18. Beware of time series problems
This one may sound weird, and maybe it is just me, but I’ve been burned on it multiple times. Be vary of time series problems. Real problems are rarely like the forecasting tutorials, and especially in financial problems, you quickly end up with multiple timestamp entries in different time zones for different events occurring for different items, and cleaning that up before modeling can really be a hassle requiring a lot of knowledge about the business process going on. Always allocate a bit extra time for these, as when you start getting into the business logic of things, it can get hairy.

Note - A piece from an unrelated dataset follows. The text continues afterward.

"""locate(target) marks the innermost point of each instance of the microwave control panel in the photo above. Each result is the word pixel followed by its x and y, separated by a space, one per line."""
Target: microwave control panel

19. Everything is a web app
Even if you create the most awesome model ever, it rarely has much value if it just sits on your local machine or if you just shared the raw implementation with the end-user. The barrier towards using a given ML implementation has to be as low as humanly possible, and one of the most easily accessible ways to expose your model is as a web application, where the end-user can direct their browser to e.g. [www.mycompany.com/sales_forecast](http://www.mycompany.com/sales_forecast)
to get their sales forecast. Implementing apps can be done using simple frameworks such as streamlit or dash, and alternatively using more established backend frameworks (e.g., Flask, Django, or FastAPI) and frontend frameworks (React, Angular, Vue).

20. Be humble
Finally, humility is a virtue that any data scientist must embrace. The field is enormous and ever-changing, and we constantly have to face that the technology we spent years learning is now obsolete, that we did not understand a given concept as well as we thought we did, or the fact that there are a lot of people out there that are way smarter than us. Keep learning and stay humble; there is always a lot more to learn.

Final Remarks
This turned out to be quite a lengthy post, so if you made it this far, thank you for reading all that 🙌 I’m sure I forgot many lessons that have become second nature instead of being subject to conscious focus. I would love to hear lessons learned from other people, so feel free to reach out. I am sure that the experiences of data scientists working in technology companies are different from mine, which is collected from working in corporate biotech and pharma companies for a limited number of years.